Jake Wind is trying to stay under the radar. Whose radar? Anyone who might be too interested in the fact that he has shapeshifting abilities he can’t control. Or that his parents found him as a ball of goo when he was a baby.
Keeping his powers in check is crucial, though, if he wants to live a normal life and go to middle school instead of being homeschooled (and if he wants to avoid being kidnapped and experimented on, of course).
Things feel like they’re going his way when he survives his first day of school without transforming and makes a new friend. But when mysterious sinkholes start popping up around town—sinkholes filled with the same extraterrestrial substance as Jake—and his neighbors, classmates, and even his family start acting a little, well, weird, Jake will have to learn to use his powers in order to save his town.
Middle grade parents are tough to write, but van Eekhout strikes just the right balance: they are concerned for Jake's safety, but give him room to explore. They are also endearingly annoying and have their own interests, with which they annoy Jake, of course! Jake's struggles with maintaining his human shape echo the problems that many tweens have with their bodies changing-- I always tell students that of course they trip over things and hit themselves in the face, because their hands and feet aren't where they were yesterday! He has a supportive ally in Agnes, who just might be my favorite middle grade character of all time! She does push ups while reading books, gives Jake an animal encyclopedia so he has options for shape shifting, and is always brilliantly prepared for the situations the two face. Her no-nonsense acceptance that her friend is a space alien, and her fearless drive to help him were great to see.

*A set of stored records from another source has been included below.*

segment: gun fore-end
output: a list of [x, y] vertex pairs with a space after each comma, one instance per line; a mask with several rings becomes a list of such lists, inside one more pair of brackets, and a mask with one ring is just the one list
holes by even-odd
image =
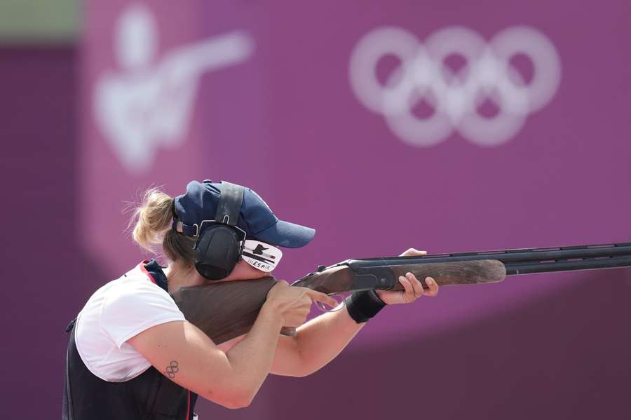
[[[412, 273], [426, 289], [428, 288], [425, 284], [426, 277], [435, 280], [440, 286], [497, 283], [506, 277], [506, 267], [497, 259], [400, 265], [393, 266], [391, 270], [396, 278]], [[392, 290], [402, 290], [403, 286], [397, 280]]]

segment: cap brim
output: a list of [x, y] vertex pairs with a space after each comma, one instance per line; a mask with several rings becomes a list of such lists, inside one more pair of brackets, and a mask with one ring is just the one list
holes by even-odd
[[316, 236], [316, 229], [279, 220], [255, 236], [261, 241], [273, 245], [287, 248], [299, 248], [311, 242]]

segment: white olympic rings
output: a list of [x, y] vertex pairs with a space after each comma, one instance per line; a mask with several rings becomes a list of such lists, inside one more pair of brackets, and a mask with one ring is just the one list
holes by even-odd
[[[528, 83], [511, 63], [520, 55], [532, 64]], [[400, 65], [383, 83], [377, 65], [388, 55]], [[465, 61], [456, 71], [445, 64], [452, 55]], [[537, 29], [524, 26], [506, 29], [489, 43], [470, 29], [447, 27], [423, 44], [401, 28], [379, 27], [355, 46], [348, 72], [360, 101], [382, 114], [402, 140], [416, 146], [436, 144], [454, 130], [479, 145], [504, 143], [529, 114], [550, 102], [561, 79], [554, 45]], [[488, 100], [498, 109], [492, 116], [478, 109]], [[420, 101], [429, 105], [431, 115], [415, 115], [414, 104]]]

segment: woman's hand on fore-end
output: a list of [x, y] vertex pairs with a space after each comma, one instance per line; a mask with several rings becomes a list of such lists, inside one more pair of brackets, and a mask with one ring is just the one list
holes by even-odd
[[[419, 251], [414, 248], [409, 248], [400, 257], [412, 257], [415, 255], [426, 255], [427, 251]], [[428, 290], [423, 288], [421, 282], [412, 273], [407, 273], [405, 276], [401, 276], [398, 278], [399, 283], [403, 286], [404, 290], [376, 290], [377, 295], [384, 303], [392, 305], [395, 304], [409, 304], [421, 296], [434, 297], [438, 294], [438, 283], [431, 277], [425, 278], [425, 284]]]

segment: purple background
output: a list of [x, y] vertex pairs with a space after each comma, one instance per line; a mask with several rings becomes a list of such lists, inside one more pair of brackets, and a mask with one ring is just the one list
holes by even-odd
[[[280, 217], [316, 227], [308, 247], [286, 252], [277, 274], [290, 280], [318, 264], [409, 246], [630, 240], [627, 2], [149, 2], [161, 53], [236, 29], [255, 49], [201, 78], [186, 142], [162, 149], [142, 176], [118, 163], [92, 114], [95, 78], [116, 68], [112, 27], [125, 4], [88, 1], [81, 47], [0, 50], [4, 207], [20, 221], [7, 224], [3, 248], [11, 283], [0, 384], [16, 395], [8, 418], [57, 415], [63, 329], [95, 289], [143, 257], [122, 233], [121, 210], [151, 184], [175, 194], [193, 178], [243, 183]], [[529, 25], [559, 52], [555, 97], [503, 145], [454, 134], [411, 147], [351, 90], [350, 53], [371, 29], [395, 25], [423, 40], [454, 24], [487, 39]], [[627, 418], [630, 292], [629, 270], [445, 288], [387, 309], [316, 374], [271, 377], [247, 409], [202, 402], [197, 411], [203, 419]]]

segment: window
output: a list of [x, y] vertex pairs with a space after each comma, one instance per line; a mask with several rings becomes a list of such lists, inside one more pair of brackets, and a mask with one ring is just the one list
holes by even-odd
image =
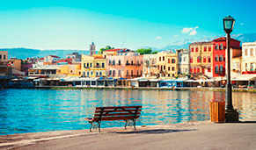
[[210, 67], [208, 67], [208, 72], [210, 73], [211, 70], [210, 70]]
[[218, 44], [216, 45], [216, 50], [219, 50], [219, 45]]
[[115, 76], [115, 70], [113, 70], [113, 76]]
[[223, 74], [223, 65], [220, 65], [220, 74]]
[[221, 56], [220, 56], [220, 61], [223, 61], [223, 56], [221, 55]]
[[220, 50], [223, 50], [223, 44], [221, 44], [220, 45]]
[[211, 46], [208, 46], [208, 52], [210, 52], [210, 51], [211, 51]]
[[118, 71], [118, 76], [121, 76], [121, 70]]
[[253, 49], [252, 48], [250, 49], [250, 56], [253, 56]]
[[216, 74], [218, 74], [218, 71], [219, 71], [219, 67], [218, 65], [216, 66]]
[[114, 60], [113, 60], [113, 66], [114, 66], [115, 65], [115, 61]]
[[207, 46], [204, 46], [204, 47], [203, 47], [203, 52], [206, 52], [206, 51], [207, 51]]
[[219, 56], [216, 55], [216, 61], [219, 61]]

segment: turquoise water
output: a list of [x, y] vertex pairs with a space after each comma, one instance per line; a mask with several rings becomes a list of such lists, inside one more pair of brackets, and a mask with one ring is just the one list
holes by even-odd
[[[137, 125], [209, 120], [224, 92], [112, 89], [0, 89], [0, 135], [89, 129], [96, 106], [143, 105]], [[256, 118], [256, 93], [233, 93], [240, 118]], [[123, 126], [104, 121], [102, 127]]]

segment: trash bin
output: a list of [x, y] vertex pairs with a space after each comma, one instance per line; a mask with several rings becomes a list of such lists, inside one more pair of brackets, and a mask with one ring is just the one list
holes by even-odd
[[225, 121], [225, 101], [209, 103], [210, 121], [223, 123]]

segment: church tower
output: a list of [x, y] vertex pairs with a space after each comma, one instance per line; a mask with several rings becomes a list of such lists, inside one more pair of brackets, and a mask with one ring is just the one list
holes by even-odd
[[90, 55], [92, 56], [93, 54], [95, 54], [95, 45], [94, 42], [91, 42], [91, 44], [90, 45]]

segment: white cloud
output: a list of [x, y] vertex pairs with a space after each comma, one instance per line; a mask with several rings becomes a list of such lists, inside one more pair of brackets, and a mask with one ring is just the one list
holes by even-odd
[[195, 30], [189, 32], [189, 35], [192, 35], [192, 36], [195, 34], [197, 34], [197, 32]]
[[195, 27], [185, 27], [182, 29], [182, 33], [188, 33], [189, 35], [195, 35], [197, 34], [196, 29], [198, 29], [198, 26]]
[[158, 37], [156, 38], [156, 39], [162, 39], [162, 37], [158, 36]]

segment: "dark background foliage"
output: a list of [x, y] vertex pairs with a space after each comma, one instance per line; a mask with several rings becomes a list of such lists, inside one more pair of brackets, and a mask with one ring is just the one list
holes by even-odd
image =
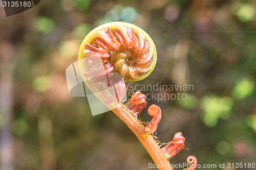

There are plenty of laugh out loud lines in this book, menacing but comical aliens, and plenty of adventure. These things, as well as the fast-paced plot, will make it appeal to young readers who always suspect that their best friend or sibling might, in fact, be a space alien. Teachers and librarians will like the book for it's more philosophical themes of belonging, personal identity, and friendship. This is a great choice for fans of Rodkey's We're Not From Here, O'Donnell's Space Rocks, or the old but utterly fabulous Space Race (2000) by Sylvia Waugh.